Wiał mocny wiatr, a rowerem rzucało dosyć często. Na niebieskim szlaku przystanąłem na sekundę, by popatrzeć na bażanta stojącego na polu w oddali. Gdy się zatrzymałem, rzucił się od razu do ucieczki mimo, że był ode mnie w znacznej odległości. Pojechałem dalej stawiając opór ruchliwym masom powietrza. Poza natrętnym wiatrem warunki do jazdy, a także do uprawiania innych aktywności były dobre i skutkowało to dosyć dużym ruchem pieszo-rowerowym aż do drogi na Bierawę, gdzie pozostawiłem wszystkich za swoimi plecami :-) Tylko wiatr nie chciał mnie opuścić :-) To był prawdziwy Wmordewind! :-) Pocieszałem się tym, że w drugą stronę będę miał łatwiej :-) Przed Roszowickim Lasem jechałem dodatkowo w towarzystwie jakiegoś średniej wielkości ptaka łownego :-) 
Niebawem dotarłem do Sukowic, gdzie zauważyłem krzyż stojący w pewnej odległości od drogi. Tym razem postanowiłem się zatrzymać. Gdy podszedłem bliżej, zdziwiłem się nieco napisem którym został on opatrzony. Nigdy nie słyszałem o tej historii. Ruszyłem dalej z zamysłem poznania jej bliżej, gdy wrócę do domu. Niedługo potem wjeżdżałem w nieznaną uliczkę w Długomiłowicach. Minąłem jakąś wieżę, zjechałem z góry wykręcając MXS wyjazdu i już byłem na polnej drodze :-) Trochę telepało w porównaniu z poprzednimi nawierzchniami, ale nie było źle no i w końcu wiatr przestał przeszkadzać :-) Przemierzałem dystans i niedługo potem wyjechałem na główną drogę w Landzmierzu, tuż przy traktorze BMW ;-) Wcześniej rozpromieniłem się na widok szczekającego na mnie małego yorka za jednym z gospodarskich ogrodzeń :-) Zacząłem rozpędzać się na asfalcie, ale nie ujechałem daleko i zatrzymałem się na poboczu, chcąc popatrzeć na przelatujący nisko samolot :-) Gdy już dotarłem do Koźla, wjechałem do parku gdzie usłyszałem huk wystrzału ze strzelnicy umiejscowionej po drugiej stronie Odry. Do drogi rowerowej dojechałem bardzo sprawnie zatrzymując się na jej początku, by sprawdzić czy zmieścimy się tam z przyczepką. Samą drogą rowerową jechało mi się bardzo przyjemnie :-) Wiatr był już sprzymierzeńcem, nikogo oprócz mnie i odświeżona nawierzchnia :-) Nawet deszczyk który właśnie zaczął lekko kropić wywołał uśmiech na mojej twarzy :-) Do domku dojechałem walcząc jeszcze kilka razy z podmuchami już za rondem :-)
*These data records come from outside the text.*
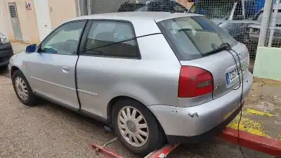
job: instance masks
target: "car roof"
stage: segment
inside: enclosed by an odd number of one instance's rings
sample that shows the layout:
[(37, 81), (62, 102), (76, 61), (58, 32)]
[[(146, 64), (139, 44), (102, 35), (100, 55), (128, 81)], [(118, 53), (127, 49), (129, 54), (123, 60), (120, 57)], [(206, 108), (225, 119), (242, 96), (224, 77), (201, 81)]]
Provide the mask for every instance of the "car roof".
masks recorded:
[(102, 20), (117, 20), (134, 21), (135, 20), (155, 20), (156, 22), (176, 18), (203, 16), (202, 15), (184, 13), (169, 13), (169, 12), (119, 12), (110, 13), (93, 14), (77, 17), (69, 21), (79, 20), (84, 19), (102, 19)]

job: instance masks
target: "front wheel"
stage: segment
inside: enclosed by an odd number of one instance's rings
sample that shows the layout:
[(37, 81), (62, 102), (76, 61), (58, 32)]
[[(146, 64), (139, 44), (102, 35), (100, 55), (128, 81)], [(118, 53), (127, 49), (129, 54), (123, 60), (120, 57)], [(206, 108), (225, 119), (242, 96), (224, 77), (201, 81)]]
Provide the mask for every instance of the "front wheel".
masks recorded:
[(16, 70), (12, 75), (13, 88), (21, 103), (28, 106), (34, 105), (35, 96), (30, 84), (20, 70)]
[(119, 139), (135, 154), (145, 155), (163, 145), (161, 126), (145, 105), (138, 101), (117, 101), (113, 107), (112, 120)]

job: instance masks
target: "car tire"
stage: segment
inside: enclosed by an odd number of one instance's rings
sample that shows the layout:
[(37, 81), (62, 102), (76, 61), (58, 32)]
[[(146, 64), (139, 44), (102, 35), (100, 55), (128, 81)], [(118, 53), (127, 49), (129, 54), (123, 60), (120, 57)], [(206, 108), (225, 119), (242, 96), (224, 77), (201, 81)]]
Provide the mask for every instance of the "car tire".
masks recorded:
[(27, 106), (35, 105), (36, 96), (22, 72), (18, 70), (12, 75), (15, 93), (21, 103)]
[[(129, 109), (129, 113), (131, 117), (126, 112), (128, 109)], [(132, 117), (133, 111), (136, 112), (136, 117)], [(124, 117), (124, 115), (127, 117), (127, 119)], [(142, 116), (143, 119), (138, 122), (136, 120), (138, 120), (137, 118), (140, 118), (138, 117), (140, 116)], [(120, 117), (123, 120), (120, 119)], [(133, 117), (135, 121), (132, 121)], [(162, 147), (165, 140), (163, 130), (153, 114), (140, 103), (132, 99), (118, 100), (113, 105), (112, 119), (112, 127), (118, 138), (134, 154), (146, 155)], [(148, 128), (145, 128), (145, 124)], [(138, 129), (138, 127), (143, 128)], [(126, 133), (128, 134), (124, 134)], [(143, 135), (143, 133), (148, 135), (145, 136)], [(130, 135), (132, 136), (131, 137)], [(136, 141), (139, 143), (138, 145), (136, 143)]]

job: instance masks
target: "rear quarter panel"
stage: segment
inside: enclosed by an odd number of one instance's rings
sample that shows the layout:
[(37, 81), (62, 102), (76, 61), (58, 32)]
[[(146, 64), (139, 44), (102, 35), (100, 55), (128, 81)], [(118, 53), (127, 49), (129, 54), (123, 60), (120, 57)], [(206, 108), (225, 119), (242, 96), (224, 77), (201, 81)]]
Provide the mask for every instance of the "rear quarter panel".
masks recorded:
[(147, 106), (176, 105), (181, 64), (167, 41), (160, 34), (137, 41), (141, 59), (79, 57), (78, 88), (96, 94), (79, 95), (85, 100), (84, 110), (106, 118), (109, 102), (117, 96), (131, 97)]

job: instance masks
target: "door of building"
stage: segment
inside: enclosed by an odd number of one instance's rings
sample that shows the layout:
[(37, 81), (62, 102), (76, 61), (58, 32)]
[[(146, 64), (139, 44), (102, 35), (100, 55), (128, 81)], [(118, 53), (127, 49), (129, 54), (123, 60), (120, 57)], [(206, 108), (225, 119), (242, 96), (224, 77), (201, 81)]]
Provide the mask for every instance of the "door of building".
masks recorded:
[(15, 39), (22, 41), (22, 32), (20, 30), (15, 2), (10, 2), (8, 4), (8, 6)]

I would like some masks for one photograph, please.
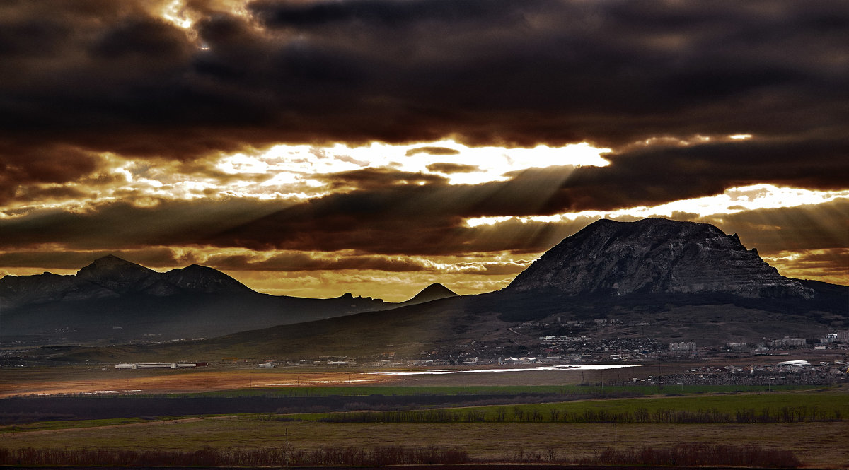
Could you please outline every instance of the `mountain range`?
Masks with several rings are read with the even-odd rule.
[[[0,312],[3,335],[48,334],[49,328],[76,329],[88,339],[96,333],[113,342],[138,333],[163,339],[166,332],[223,335],[155,353],[143,350],[147,356],[175,359],[512,352],[540,336],[573,333],[568,325],[576,321],[619,325],[593,332],[597,338],[706,344],[812,338],[849,327],[849,287],[784,277],[736,235],[666,219],[593,222],[507,288],[478,295],[458,296],[434,284],[400,304],[350,294],[275,297],[211,268],[159,273],[108,256],[74,276],[3,277],[0,302],[12,305]],[[70,335],[67,329],[60,333]],[[142,350],[114,348],[109,354]],[[91,354],[77,357],[104,359]]]
[[[346,294],[304,299],[260,294],[215,269],[157,272],[114,255],[76,274],[0,279],[0,338],[36,343],[167,341],[414,305],[456,295],[441,284],[402,303]]]

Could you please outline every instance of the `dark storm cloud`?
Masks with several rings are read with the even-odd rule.
[[[696,221],[713,224],[726,233],[737,233],[748,248],[757,248],[764,253],[839,249],[849,246],[847,199],[819,204],[749,210]]]
[[[357,189],[380,189],[385,186],[400,184],[444,183],[446,178],[438,175],[426,175],[410,171],[399,171],[389,168],[363,168],[351,171],[340,171],[313,177],[329,184],[330,187]]]
[[[621,176],[599,169],[553,207],[624,204],[586,187],[662,171],[674,157],[626,158],[652,137],[780,137],[812,165],[773,177],[799,186],[836,179],[807,144],[846,161],[846,2],[263,1],[241,17],[198,1],[194,31],[151,4],[0,6],[0,197],[73,181],[90,152],[188,159],[277,142],[588,141],[622,154]],[[784,165],[751,148],[752,169]],[[711,180],[721,155],[696,159],[695,192],[733,179]],[[672,196],[655,191],[620,199]]]
[[[84,211],[31,210],[0,219],[0,250],[60,243],[69,249],[134,249],[191,243],[278,210],[280,203],[250,199],[149,200],[140,207],[103,203]]]

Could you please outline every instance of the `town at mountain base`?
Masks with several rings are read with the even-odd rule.
[[[111,259],[94,265],[98,263],[122,266]],[[398,357],[501,357],[546,350],[566,354],[588,342],[644,350],[672,342],[757,344],[785,336],[814,341],[849,328],[849,287],[784,277],[735,235],[707,224],[665,219],[599,221],[563,240],[501,291],[458,296],[436,285],[401,304],[350,295],[278,298],[200,266],[155,273],[133,265],[138,267],[104,277],[105,271],[94,265],[76,277],[98,279],[97,285],[64,279],[59,283],[68,290],[59,299],[50,298],[44,288],[57,277],[29,277],[41,299],[49,299],[3,312],[4,326],[36,328],[36,319],[42,333],[45,325],[81,329],[82,322],[69,322],[103,321],[106,316],[113,328],[121,327],[122,318],[134,318],[127,327],[155,335],[147,338],[164,338],[157,325],[167,325],[183,338],[194,338],[198,325],[206,323],[230,328],[225,336],[145,350],[148,355],[175,359],[228,355],[227,350],[290,358],[368,356],[387,350]],[[0,296],[19,304],[35,298],[20,287],[25,283],[4,277]],[[83,294],[90,297],[80,299]],[[72,314],[70,306],[76,309],[70,309]],[[305,318],[298,309],[312,309],[312,316]],[[119,334],[109,338],[122,340]],[[140,350],[121,350],[128,356]],[[96,360],[101,353],[76,351],[73,357]]]

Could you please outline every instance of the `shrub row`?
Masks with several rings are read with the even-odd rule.
[[[349,411],[330,413],[319,418],[326,422],[806,422],[841,421],[840,410],[817,406],[737,409],[732,412],[717,408],[672,410],[638,408],[633,411],[610,411],[587,408],[574,411],[555,407],[533,409],[515,406],[490,410],[405,410],[391,411]]]
[[[790,450],[758,445],[679,444],[673,447],[639,450],[607,449],[593,457],[569,459],[554,447],[544,452],[524,452],[501,462],[549,462],[583,465],[739,466],[755,468],[794,468],[801,466]],[[306,467],[456,465],[471,462],[469,454],[456,448],[377,446],[370,449],[340,446],[313,450],[291,448],[216,449],[200,450],[112,450],[100,449],[0,449],[0,465],[122,466],[122,467]]]
[[[200,450],[117,450],[103,449],[0,448],[0,465],[127,467],[303,467],[376,465],[453,465],[469,462],[457,449],[346,446],[313,450],[294,449],[216,449]]]
[[[801,463],[791,450],[758,445],[679,444],[658,449],[607,449],[584,463],[593,465],[670,465],[680,467],[730,465],[750,468],[796,468]]]

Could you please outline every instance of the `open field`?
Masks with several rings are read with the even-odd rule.
[[[423,445],[458,446],[475,459],[513,459],[518,452],[562,457],[596,455],[604,449],[694,442],[760,445],[790,449],[814,468],[849,468],[849,422],[794,424],[564,424],[564,423],[324,423],[257,421],[249,417],[189,418],[83,429],[4,434],[2,445],[54,449],[200,450],[330,445],[371,447]],[[542,457],[541,457],[542,458]]]
[[[578,385],[621,382],[649,376],[681,373],[704,366],[774,364],[788,359],[812,362],[842,358],[833,353],[801,351],[793,355],[722,358],[693,362],[663,362],[634,367],[578,371],[537,371],[504,373],[467,373],[456,375],[387,376],[391,371],[421,372],[424,367],[344,368],[290,366],[273,369],[250,368],[233,363],[211,363],[196,369],[115,370],[115,364],[0,368],[0,398],[12,395],[96,393],[104,391],[160,394],[198,393],[238,389],[353,385],[391,385],[393,387],[475,387],[511,385]],[[526,367],[527,366],[525,366]],[[672,392],[668,384],[661,393]]]
[[[780,360],[786,360],[783,356]],[[771,358],[775,362],[775,357]],[[0,448],[20,449],[108,449],[164,450],[175,451],[215,449],[278,449],[289,439],[295,450],[312,450],[330,447],[374,447],[395,445],[441,448],[457,447],[477,461],[522,460],[548,462],[554,452],[559,459],[580,459],[599,455],[606,449],[622,450],[644,446],[668,448],[679,443],[723,445],[760,445],[766,449],[793,450],[804,467],[811,468],[849,468],[846,436],[849,435],[849,394],[846,388],[773,387],[772,393],[741,386],[705,388],[690,385],[615,387],[606,386],[607,394],[628,390],[635,395],[654,394],[644,398],[584,400],[564,403],[533,403],[534,394],[579,394],[593,395],[601,391],[600,383],[613,380],[628,380],[677,373],[695,365],[663,363],[606,371],[535,371],[501,373],[465,373],[431,376],[374,375],[374,369],[340,369],[280,367],[249,369],[238,366],[216,366],[187,370],[116,371],[113,366],[28,367],[0,370],[0,395],[31,395],[37,394],[78,394],[104,390],[136,390],[135,394],[158,394],[159,398],[70,398],[87,404],[99,400],[141,401],[158,400],[230,400],[233,403],[253,399],[325,400],[347,397],[346,410],[356,410],[360,403],[378,400],[379,396],[398,399],[399,403],[436,395],[509,394],[517,401],[509,405],[475,408],[454,408],[464,412],[476,410],[497,412],[499,407],[509,413],[521,410],[525,416],[534,411],[543,417],[537,422],[325,422],[318,421],[285,421],[292,418],[317,420],[332,413],[312,415],[278,415],[273,405],[267,411],[237,415],[222,412],[219,416],[185,416],[188,413],[151,416],[131,416],[104,420],[40,422],[7,426],[3,429]],[[408,369],[410,370],[410,369]],[[422,369],[413,369],[422,370]],[[579,385],[594,383],[594,385]],[[746,389],[756,393],[745,393]],[[781,389],[780,393],[777,389]],[[739,390],[743,393],[734,393]],[[661,392],[661,394],[657,394]],[[663,394],[685,394],[684,396],[662,396]],[[174,398],[165,398],[171,394]],[[182,398],[181,398],[182,397]],[[246,397],[234,399],[227,397]],[[27,399],[42,400],[42,399]],[[49,399],[53,400],[53,399]],[[521,400],[526,400],[524,403]],[[457,401],[457,404],[453,404]],[[445,401],[442,406],[463,406],[461,400]],[[105,403],[105,401],[104,401]],[[129,403],[130,401],[127,401]],[[269,403],[274,403],[269,401]],[[389,403],[389,401],[386,401]],[[411,403],[413,403],[411,401]],[[451,403],[452,405],[449,405]],[[355,406],[356,405],[356,406]],[[436,406],[435,401],[430,406]],[[714,422],[679,424],[673,422],[563,422],[552,419],[552,410],[559,416],[571,412],[578,415],[584,410],[594,411],[633,412],[645,409],[649,413],[658,410],[716,410],[734,413],[738,409],[761,411],[764,408],[806,406],[823,411],[823,419],[816,422]],[[338,408],[331,408],[338,409]],[[368,409],[368,408],[367,408]],[[374,408],[380,409],[380,408]],[[835,411],[838,415],[835,414]],[[205,412],[205,411],[201,411]],[[147,413],[145,413],[147,414]],[[335,413],[337,415],[340,413]],[[183,416],[166,418],[164,416]],[[600,415],[599,415],[600,416]],[[838,418],[839,420],[828,421]],[[562,421],[562,420],[561,420]]]

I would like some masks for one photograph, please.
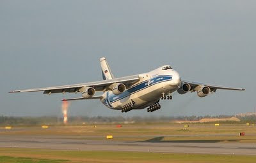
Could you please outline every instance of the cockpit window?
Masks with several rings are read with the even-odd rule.
[[[166,69],[172,69],[172,67],[170,66],[164,66],[162,68],[163,70],[166,70]]]

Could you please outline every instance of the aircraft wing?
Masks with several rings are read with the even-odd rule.
[[[192,91],[192,92],[195,91],[195,88],[196,88],[197,86],[199,86],[199,85],[207,86],[211,89],[211,90],[214,92],[215,92],[217,89],[234,90],[245,90],[244,89],[241,89],[241,88],[233,88],[233,87],[216,85],[212,85],[212,84],[205,84],[205,83],[191,82],[191,81],[188,81],[188,80],[182,80],[182,82],[189,83],[191,86],[191,91]]]
[[[10,93],[38,92],[38,91],[44,91],[44,94],[65,93],[65,92],[70,93],[70,92],[77,92],[79,90],[83,87],[90,87],[94,88],[96,91],[102,91],[106,88],[107,88],[108,87],[115,83],[123,83],[127,87],[129,88],[129,87],[131,85],[135,83],[138,81],[139,81],[139,76],[133,75],[133,76],[129,76],[126,77],[102,80],[95,82],[89,82],[84,83],[74,84],[74,85],[67,85],[62,86],[56,86],[56,87],[45,87],[39,89],[13,90],[10,92]]]

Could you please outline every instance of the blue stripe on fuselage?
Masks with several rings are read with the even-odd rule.
[[[131,94],[132,94],[134,93],[136,93],[138,91],[140,91],[141,90],[143,90],[148,87],[150,87],[153,85],[155,85],[158,83],[161,83],[163,82],[166,82],[168,80],[172,80],[172,76],[154,76],[151,79],[148,80],[146,80],[144,82],[142,82],[140,83],[137,84],[135,86],[133,86],[132,87],[127,89],[127,90],[124,91],[120,94],[118,95],[115,95],[115,94],[111,94],[108,97],[108,101],[109,103],[115,103],[116,101],[120,100],[122,99],[124,99],[124,97],[127,97],[128,96],[130,96]],[[148,85],[149,84],[149,85]]]

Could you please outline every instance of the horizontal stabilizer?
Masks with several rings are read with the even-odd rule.
[[[75,100],[82,100],[82,99],[99,99],[102,98],[102,96],[93,96],[90,98],[84,98],[84,97],[78,97],[78,98],[72,98],[72,99],[64,99],[61,100],[61,101],[75,101]]]

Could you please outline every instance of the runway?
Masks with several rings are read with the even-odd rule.
[[[160,138],[160,137],[159,137]],[[158,138],[155,138],[157,140]],[[187,143],[161,141],[84,140],[74,137],[0,136],[0,147],[61,150],[124,151],[232,155],[256,155],[256,143]]]

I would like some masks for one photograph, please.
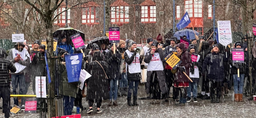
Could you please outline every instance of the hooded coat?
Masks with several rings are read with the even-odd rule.
[[[152,55],[150,53],[151,50],[150,50],[148,52],[148,53],[146,54],[145,58],[144,58],[144,62],[147,63],[149,63],[150,62],[152,58]],[[163,59],[164,58],[164,52],[163,50],[161,48],[157,48],[157,50],[155,51],[155,53],[159,53],[160,55],[160,59],[162,61]],[[163,68],[164,68],[164,65],[163,64]],[[159,85],[160,86],[160,89],[162,94],[165,94],[167,92],[167,84],[166,83],[166,80],[165,79],[165,75],[164,73],[164,71],[155,71],[156,73],[157,78],[159,83]],[[151,74],[152,74],[152,71],[147,71],[147,82],[149,83],[150,82],[150,77]],[[146,84],[146,92],[147,94],[149,93],[150,91],[150,84]]]
[[[14,73],[16,68],[12,63],[6,59],[7,53],[4,49],[0,48],[0,87],[9,86],[11,83],[11,79],[9,75],[9,70]]]
[[[105,54],[105,60],[108,64],[109,73],[108,76],[110,79],[119,79],[121,77],[119,71],[121,54],[116,50],[116,58],[115,58],[113,57],[113,52],[110,50]]]
[[[94,53],[92,60],[87,70],[92,76],[86,82],[87,83],[86,98],[90,100],[108,99],[109,98],[108,81],[104,72],[107,75],[108,73],[108,63],[104,60],[103,54],[100,51]]]
[[[191,66],[192,62],[191,61],[191,55],[186,51],[187,49],[185,47],[185,45],[181,43],[179,43],[176,45],[176,47],[179,47],[182,50],[181,55],[179,57],[182,62],[179,66],[185,67],[186,74],[188,76],[189,75],[189,68]],[[177,82],[189,82],[189,80],[187,76],[183,73],[179,68],[176,69],[177,71],[175,73],[175,81]]]

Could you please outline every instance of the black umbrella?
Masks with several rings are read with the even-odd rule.
[[[103,43],[107,44],[107,45],[110,44],[109,43],[109,39],[107,37],[97,37],[88,42],[88,45],[86,47],[86,49],[90,49],[92,48],[92,44],[96,43],[99,47],[100,46],[100,44]]]
[[[61,41],[61,38],[64,37],[65,37],[67,39],[67,43],[73,46],[72,47],[74,47],[72,41],[70,38],[70,36],[79,32],[80,33],[80,35],[82,37],[82,39],[84,41],[85,41],[84,33],[79,30],[76,30],[70,27],[65,28],[60,28],[53,33],[52,35],[53,37],[59,39],[58,41],[58,44]]]

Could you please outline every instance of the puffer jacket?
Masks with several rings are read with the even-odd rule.
[[[67,70],[66,68],[66,63],[62,62],[62,70],[61,72],[62,73],[62,86],[63,87],[63,95],[70,96],[74,98],[76,97],[76,93],[78,90],[79,81],[73,82],[68,82]]]
[[[223,54],[215,52],[206,56],[203,63],[202,71],[206,72],[207,77],[210,80],[216,81],[224,80],[224,58]]]
[[[179,58],[182,62],[179,66],[184,66],[185,68],[186,74],[189,76],[189,68],[191,66],[192,63],[190,54],[187,52],[185,45],[183,43],[179,43],[176,45],[176,47],[180,47],[182,50],[182,54]],[[181,71],[179,68],[177,68],[176,69],[177,71],[175,73],[175,81],[177,82],[189,81],[189,80],[187,78],[187,76]]]
[[[133,53],[134,52],[134,51],[131,51],[130,47],[128,48],[128,50],[131,52]],[[141,64],[142,62],[142,59],[140,59],[140,58],[140,58],[140,64]],[[127,55],[127,53],[124,53],[124,59],[125,60],[125,62],[126,62],[126,63],[127,63],[127,64],[128,65],[132,62],[134,59],[134,56],[133,55],[132,55],[131,57],[131,58],[129,58],[129,57],[128,56],[128,55]],[[141,74],[140,73],[132,74],[130,73],[129,72],[129,72],[129,69],[132,69],[132,68],[129,68],[129,66],[127,66],[127,70],[126,70],[126,73],[127,74],[127,79],[133,81],[137,81],[141,79]]]
[[[108,75],[109,72],[108,65],[104,60],[104,55],[100,51],[95,52],[92,59],[87,70],[92,76],[86,81],[87,83],[86,98],[90,100],[108,99],[109,98],[108,81],[104,71]],[[103,69],[96,61],[100,64]]]
[[[4,49],[0,48],[0,87],[10,86],[11,79],[9,75],[9,70],[14,73],[16,68],[12,63],[6,59],[7,53]]]
[[[121,77],[119,70],[121,62],[121,54],[117,50],[116,51],[116,58],[114,58],[113,57],[113,53],[111,50],[105,54],[105,60],[108,65],[109,73],[108,76],[110,79],[119,79]]]

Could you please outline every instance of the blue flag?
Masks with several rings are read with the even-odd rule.
[[[46,71],[47,72],[47,76],[48,77],[48,83],[51,83],[51,77],[50,77],[50,71],[49,71],[49,67],[48,67],[48,62],[47,62],[47,57],[46,57],[46,53],[47,51],[45,50],[44,53],[44,60],[45,60],[45,63],[46,65]]]
[[[188,16],[188,14],[187,12],[186,12],[180,22],[177,24],[176,27],[179,30],[180,30],[187,26],[188,24],[191,22],[189,17]]]
[[[215,37],[215,39],[217,40],[217,43],[219,44],[219,32],[218,32],[218,28],[216,28],[214,30],[214,32],[216,32],[216,37]]]
[[[68,82],[79,81],[82,59],[83,54],[81,53],[65,55],[66,68]]]

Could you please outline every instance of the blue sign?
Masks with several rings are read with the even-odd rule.
[[[180,22],[177,24],[176,27],[179,30],[180,30],[188,26],[189,23],[191,22],[190,19],[189,18],[189,17],[188,16],[188,14],[187,12],[186,12],[186,13],[183,16],[183,17],[180,19]]]
[[[51,83],[51,77],[50,77],[50,71],[49,71],[49,67],[48,67],[48,63],[47,62],[47,57],[46,57],[47,51],[45,50],[44,53],[44,60],[45,60],[45,63],[46,64],[46,71],[47,72],[47,76],[48,77],[48,83]]]
[[[79,81],[82,59],[83,54],[81,53],[65,55],[66,68],[68,82]]]

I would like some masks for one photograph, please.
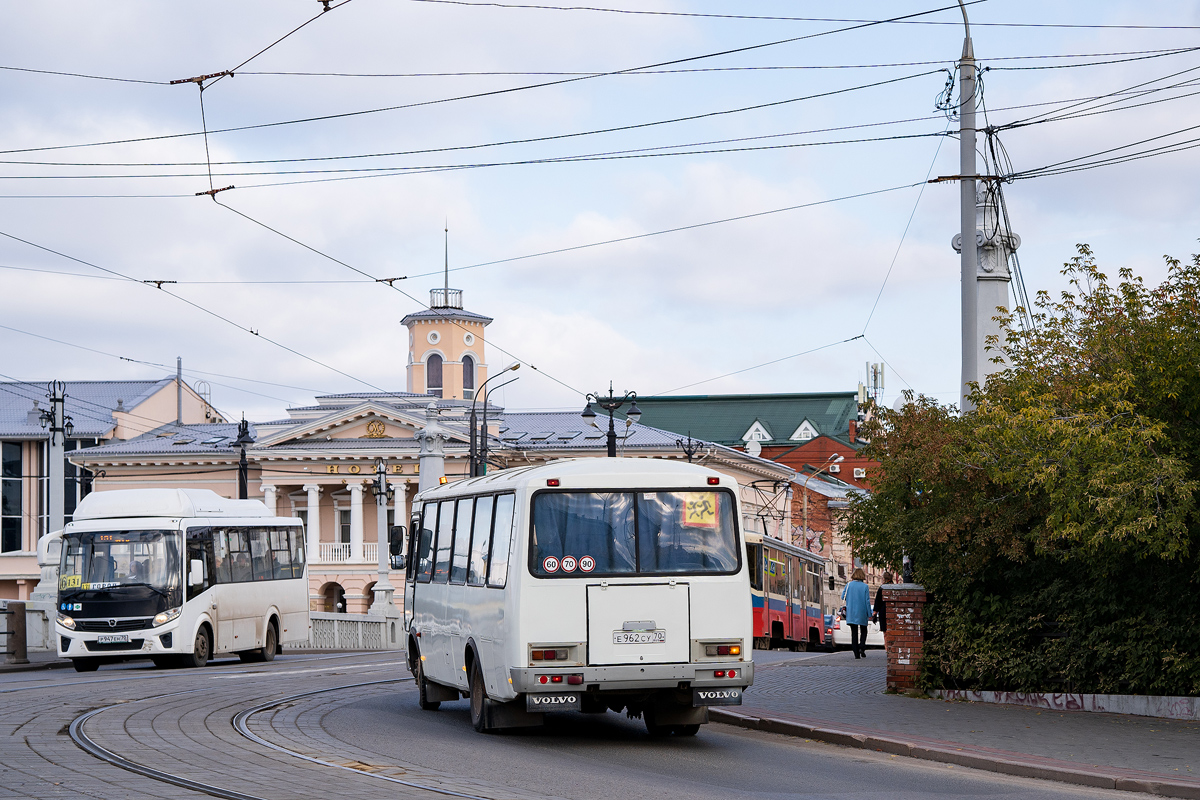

Grupka trzech łabędzi na niebieskim szlaku. Gdy ruszałem wylądował jeszcze czwarty :-)


I krótki wiosenny postój przy okazji :-)


Przed Roszowickim Lasem.


Przydrożna kapliczka i krzyż. Roszowicki Las.


Czasem warto się zatrzymać... Kilka razy już tędy przejeżdżałem, a dopiero teraz poznaję tą historię.


Wiatr ma gdzie hulać ;-)


Dziwna wieża, albo nie pomalowany na kolorowo statek kosmiczny ;-)


Odcinek specjalny pole ;-)


Już wiem gdzie dokładnie jestem :-)


Leci powoli, bo pod wiatr ;-)


Czy zmieścimy się z przyczepką? Na szerokość na pewno. Czy na długość - biorąc pod uwagę długość całego zestawu - również?